To make the same in the Apache Spark pods, create a section to master and workers in the templates/spark/spark-chart.yaml
file as the following:
master:
extraEnvVars:
- name: AWS_ACCESS_KEY_ID
value: "MYACCESSKEYID1234"
- name: AWS_SECRET_ACCESS_KEY
value: "MY/SECRETACCESSKEY1234"
worker:
extraEnvVars:
- name: AWS_ACCESS_KEY_ID
value: "MYACCESSKEYID1234"
- name: AWS_SECRET_ACCESS_KEY
value: "MY/SECRETACCESSKEY1234"
Both Apache Airflow and Apache Spark environments are deployed in Kubernetes using Apache Airflow Official Helm Chart and Apache Spark Bitnami Helm Chart. While running on local environment with kind, Apache Airflow architecture is deployed with only one worker and Apache Spark is deployed with three workers. A shared volume is created to sync code between the pods and the local folders.
Two DAGs are created to orchestrate the ETL jobs: ifood-ingestion and ifood-datamart. The DAG ifood-ingestion is responsible for the ingestion of s3://ifood-data-architecture-source
files to the raw layer and make sure that each row was ingested to the data lake stored in s3://ifood-lake/raw
. Then, the DAG ifood-datamart gets data from the raw layer and creates the specified datamarts in s3://ifood-lake/trusted
. Both DAGs are scheduled to run yearly by default, besides each job could be configured to run with any schedule.
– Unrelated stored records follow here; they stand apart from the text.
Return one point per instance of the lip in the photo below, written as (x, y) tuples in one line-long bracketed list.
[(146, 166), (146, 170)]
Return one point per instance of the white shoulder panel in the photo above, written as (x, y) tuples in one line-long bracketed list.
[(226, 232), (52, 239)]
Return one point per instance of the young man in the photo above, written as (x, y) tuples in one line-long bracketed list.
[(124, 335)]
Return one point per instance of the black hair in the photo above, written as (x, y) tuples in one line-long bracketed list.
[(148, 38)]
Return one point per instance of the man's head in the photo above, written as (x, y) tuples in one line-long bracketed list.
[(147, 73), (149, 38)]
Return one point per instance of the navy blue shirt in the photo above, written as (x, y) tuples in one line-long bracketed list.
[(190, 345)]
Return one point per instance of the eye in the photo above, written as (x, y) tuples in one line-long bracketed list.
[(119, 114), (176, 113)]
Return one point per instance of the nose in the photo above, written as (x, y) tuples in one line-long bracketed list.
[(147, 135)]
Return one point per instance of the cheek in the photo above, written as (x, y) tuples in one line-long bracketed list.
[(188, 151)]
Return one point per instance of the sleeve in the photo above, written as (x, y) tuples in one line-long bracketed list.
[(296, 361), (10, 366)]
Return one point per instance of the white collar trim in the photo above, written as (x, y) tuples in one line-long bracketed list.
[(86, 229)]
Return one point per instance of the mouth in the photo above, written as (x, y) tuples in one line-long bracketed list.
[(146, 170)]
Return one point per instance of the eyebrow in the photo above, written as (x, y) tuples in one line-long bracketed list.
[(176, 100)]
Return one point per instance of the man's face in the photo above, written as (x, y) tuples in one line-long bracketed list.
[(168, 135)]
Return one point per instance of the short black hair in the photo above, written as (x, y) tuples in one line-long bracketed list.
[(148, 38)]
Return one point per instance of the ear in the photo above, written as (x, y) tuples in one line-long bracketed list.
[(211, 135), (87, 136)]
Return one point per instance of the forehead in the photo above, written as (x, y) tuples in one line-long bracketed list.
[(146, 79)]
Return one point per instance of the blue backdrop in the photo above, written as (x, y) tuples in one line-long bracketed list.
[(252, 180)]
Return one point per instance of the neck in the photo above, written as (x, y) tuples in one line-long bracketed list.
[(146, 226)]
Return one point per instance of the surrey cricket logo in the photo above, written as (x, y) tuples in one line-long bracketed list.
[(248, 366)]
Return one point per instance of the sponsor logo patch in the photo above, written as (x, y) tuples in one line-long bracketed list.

Raw and trusted layers are writed with Delta Lake format in upsert mode. After the ETL tasks in ifood-ingestion a new task is submited to check the number of rows of the ID columns in the source and raw layer. The file spark/src/schemas.yaml
stores the dtypes of each column in raw layer. The file airflow/dags/config.yaml
provides the path to the source files and a few other parameters to sync the data in the raw layer.
The folder airflow/
keeps the Apache Airflow Dockerfile, DAG files and other requirements to be deployed in Kubernetes. A similar pattern is used in the spark/
folder, where the PySpark script are placed with a Dockerfile and their requirements. In templates/
the Helm chart configs and other pod declarations are stored.